Voilà dont le feu roi me promit récompense ;
Mais la mort le surprit comme il la résolvait.
DONA ISABELLE
Il se fût acquitté de ce qu'il vous devait ;
Et moi, comme héritant son sceptre et sa couronne,
Je prends sur moi sa dette, et je vous la fais bonne.
Seyez-vous, et quittons ces petits différends.
DOM LOPE
Souffrez qu'auparavant il nomme ses parents.
Nous ne contestons point l'honneur de sa vaillance,
Madame ; et s'il en faut notre reconnaissance,
Nous avouerons tous deux qu'en ces combats derniers
L'un et l'autre, sans lui, nous étions prisonniers ;
Mais enfin la valeur, sans l'éclat de la race,
N'eut jamais aucun droit d'occuper cette place.
CARLOS
Se pare qui voudra des noms de ses aïeux :
Moi, je ne veux porter que moi-même en tous lieux ;
Je ne veux rien devoir à ceux qui m'ont fait naître,
Et suis assez connu sans les faire connaître.
Mais pour en quelque sorte obéir à vos lois,
Seigneur, pour mes parents je nomme mes exploits :
Ma valeur est ma race, et mon bras est mon père.
DOM LOPE
Vous le voyez, madame, et la preuve en est claire :
Sans doute il n'est pas noble.
DONA ISABELLE
Eh bien ! Je l'anoblis,
Quelle que soit sa race et de qui qu'il soit fils.
Qu'on ne conteste plus.
DOM MANRIQUE
Encore un mot, de grâce.
DONA ISABELLE
Don Manrique, à la fin, c'est prendre trop d'audace.
Ne puis-je l'anoblir si vous n'y consentez ?
DOM MANRIQUE
Oui, mais ce rang n'est dû qu'aux hautes dignités ;
Tout autre qu'un marquis ou comte le profane.
DONA ISABELLE
Eh bien ! Seyez-vous donc, marquis de Santillane,
Comte de Pennafiel, gouverneur de Burgos.
Don Manrique, est-ce assez pour faire seoir Carlos ?
Vous reste-t-il encore quelque scrupule en l'âme ?
Dom Manrique et Dom Lope se lèvent, et Carlos se sied.
DOM MANRIQUE
Achevez, achevez ; faites-le roi, madame :
Par ces marques d'honneur l'élever jusqu'à nous,
C'est moins nous l'égaler que l'approcher de vous.
Ce préambule adroit n'était pas sans mystère ;
Et ces nouveaux serments qu'il nous a fallu faire
Montraient bien dans votre âme un tel choix préparé.
Enfin vous le pouvez, et nous l'avons juré.
Je suis prêt d'obéir ; et loin d'y contredire,
Je laisse entre ses mains et vous et votre empire.
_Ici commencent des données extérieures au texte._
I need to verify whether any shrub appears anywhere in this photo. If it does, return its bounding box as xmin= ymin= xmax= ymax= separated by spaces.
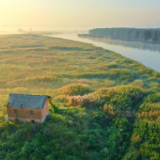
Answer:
xmin=54 ymin=95 xmax=69 ymax=103
xmin=59 ymin=84 xmax=90 ymax=96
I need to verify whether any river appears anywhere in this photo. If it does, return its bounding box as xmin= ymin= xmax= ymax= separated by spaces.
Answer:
xmin=0 ymin=26 xmax=160 ymax=72
xmin=50 ymin=33 xmax=160 ymax=72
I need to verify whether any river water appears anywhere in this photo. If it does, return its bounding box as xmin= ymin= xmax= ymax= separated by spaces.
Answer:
xmin=0 ymin=26 xmax=160 ymax=72
xmin=50 ymin=33 xmax=160 ymax=72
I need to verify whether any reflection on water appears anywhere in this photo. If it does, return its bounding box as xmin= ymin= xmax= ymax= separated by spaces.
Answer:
xmin=50 ymin=33 xmax=160 ymax=72
xmin=86 ymin=38 xmax=160 ymax=53
xmin=0 ymin=26 xmax=160 ymax=72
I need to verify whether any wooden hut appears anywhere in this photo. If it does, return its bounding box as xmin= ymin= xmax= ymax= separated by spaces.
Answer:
xmin=6 ymin=94 xmax=50 ymax=124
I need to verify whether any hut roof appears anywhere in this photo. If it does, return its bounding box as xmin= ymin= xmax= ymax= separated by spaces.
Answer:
xmin=7 ymin=93 xmax=50 ymax=109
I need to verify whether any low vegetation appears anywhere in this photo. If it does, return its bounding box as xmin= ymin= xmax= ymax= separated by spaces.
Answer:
xmin=0 ymin=35 xmax=160 ymax=160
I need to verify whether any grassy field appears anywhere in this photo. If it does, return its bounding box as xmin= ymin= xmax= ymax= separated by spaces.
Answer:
xmin=0 ymin=35 xmax=160 ymax=160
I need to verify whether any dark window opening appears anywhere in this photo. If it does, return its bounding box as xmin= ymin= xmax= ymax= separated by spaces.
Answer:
xmin=30 ymin=110 xmax=34 ymax=114
xmin=14 ymin=109 xmax=18 ymax=113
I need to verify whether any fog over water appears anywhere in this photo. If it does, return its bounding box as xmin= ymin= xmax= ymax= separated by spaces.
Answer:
xmin=0 ymin=26 xmax=160 ymax=72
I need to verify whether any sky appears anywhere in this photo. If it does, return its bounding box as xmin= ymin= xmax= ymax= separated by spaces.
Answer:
xmin=0 ymin=0 xmax=160 ymax=27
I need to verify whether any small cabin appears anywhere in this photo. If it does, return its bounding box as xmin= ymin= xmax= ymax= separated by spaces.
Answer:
xmin=6 ymin=94 xmax=51 ymax=124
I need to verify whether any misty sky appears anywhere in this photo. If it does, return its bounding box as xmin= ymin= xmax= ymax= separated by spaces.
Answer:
xmin=0 ymin=0 xmax=160 ymax=27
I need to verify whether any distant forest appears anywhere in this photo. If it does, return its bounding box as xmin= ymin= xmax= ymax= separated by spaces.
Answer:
xmin=79 ymin=28 xmax=160 ymax=43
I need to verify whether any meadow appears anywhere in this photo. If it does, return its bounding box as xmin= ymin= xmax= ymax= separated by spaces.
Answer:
xmin=0 ymin=34 xmax=160 ymax=160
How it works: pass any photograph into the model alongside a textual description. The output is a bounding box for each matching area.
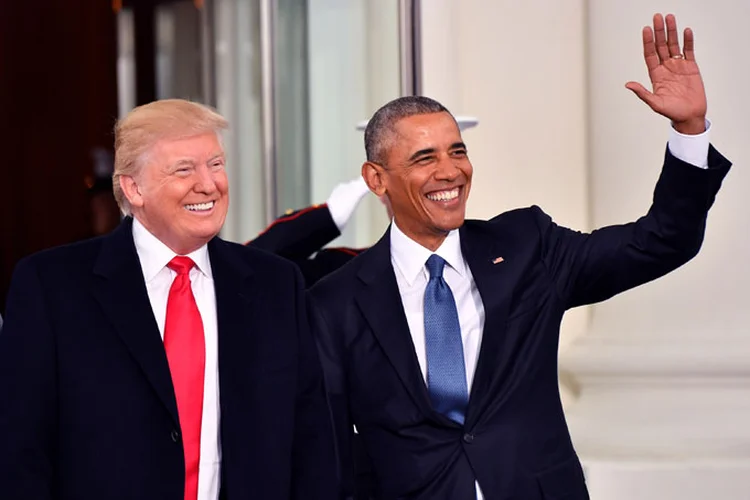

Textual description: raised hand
[625,14,706,134]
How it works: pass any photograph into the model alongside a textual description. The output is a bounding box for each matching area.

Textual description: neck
[393,218,450,252]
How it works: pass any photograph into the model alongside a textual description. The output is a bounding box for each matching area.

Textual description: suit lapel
[94,218,179,425]
[461,221,512,427]
[356,230,438,421]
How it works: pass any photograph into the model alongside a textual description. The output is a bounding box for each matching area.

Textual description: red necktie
[164,257,206,500]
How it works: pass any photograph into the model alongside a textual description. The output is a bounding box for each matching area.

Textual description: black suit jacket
[310,148,730,500]
[0,218,338,500]
[246,204,362,287]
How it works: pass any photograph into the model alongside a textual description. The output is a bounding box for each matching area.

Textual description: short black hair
[365,95,453,163]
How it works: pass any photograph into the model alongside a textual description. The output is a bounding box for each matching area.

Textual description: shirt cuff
[668,120,711,168]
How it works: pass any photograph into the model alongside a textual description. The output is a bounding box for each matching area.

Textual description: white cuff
[668,120,711,168]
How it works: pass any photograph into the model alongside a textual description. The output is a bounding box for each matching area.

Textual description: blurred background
[0,0,750,500]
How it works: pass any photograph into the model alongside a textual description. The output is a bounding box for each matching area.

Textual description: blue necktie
[424,254,469,424]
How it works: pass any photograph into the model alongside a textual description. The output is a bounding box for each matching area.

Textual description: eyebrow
[409,142,466,161]
[169,158,195,168]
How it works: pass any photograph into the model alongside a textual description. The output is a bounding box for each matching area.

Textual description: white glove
[326,177,370,231]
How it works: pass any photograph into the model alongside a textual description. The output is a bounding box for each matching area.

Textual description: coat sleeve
[0,259,57,500]
[292,266,340,500]
[534,147,731,308]
[308,290,355,498]
[246,204,341,262]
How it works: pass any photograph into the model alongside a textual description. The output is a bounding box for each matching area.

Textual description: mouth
[425,186,463,207]
[184,200,216,214]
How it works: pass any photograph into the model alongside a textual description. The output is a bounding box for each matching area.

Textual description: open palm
[626,14,706,133]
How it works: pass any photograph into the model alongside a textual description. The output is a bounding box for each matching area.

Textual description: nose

Je sors avant ce choix, non que j'en sois jaloux,
Mais de peur que mon front n'en rougisse pour vous.
DONA ISABELLE
Arrêtez, insolent : votre reine pardonne
Ce qu'une indigne crainte imprudemment soupçonne ;
Et pour la démentir, veut bien vous assurer
Qu'au choix de ses états elle veut demeurer ;
Que vous tenez encore même rang dans son âme ;
Qu'elle prend vos transports pour un excès de flamme,
Et qu'au lieu d'en punir le zèle injurieux,
Sur un crime d'amour elle ferme les yeux.
DOM MANRIQUE
Madame, excusez donc si quelque antipathie…
DONA ISABELLE
Ne faites point ici de fausse modestie :
J'ai trop vu votre orgueil pour le justifier,
Et sais bien les moyens de vous humilier.
Soit que j'aime Carlos, soit que par simple estime
Je rende à ses vertus un honneur légitime,
Vous devez respecter, quels que soient mes desseins,
Ou le choix de mon cœur, ou l'œuvre de mes mains.
Je l'ai fait votre égal ; et quoiqu'on s'en mutine,
Sachez qu'à plus encore ma faveur le destine.
Je veux qu'aujourd'hui même il puisse plus que moi :
J'en ai fait un marquis, je veux qu'il fasse un roi.
S'il a tant de valeur que vous-mêmes le dites,
Il sait quelle est la vôtre, et connaît vos mérites,
Et jugera de vous avec plus de raison
Que moi, qui n'en connais que la race et le nom.
Marquis, prenez ma bague, et la donnez pour marque
Au plus digne des trois, que j'en fasse un monarque.
Je vous laisse y penser tout ce reste du jour.
Rivaux, ambitieux, faites-lui votre cour :
Qui me rapportera l'anneau que je lui donne
Recevra sur-le-champ ma main et ma couronne.
Allons, reines, allons, et laissons-les juger
De quel côté l'amour avait su m'engager.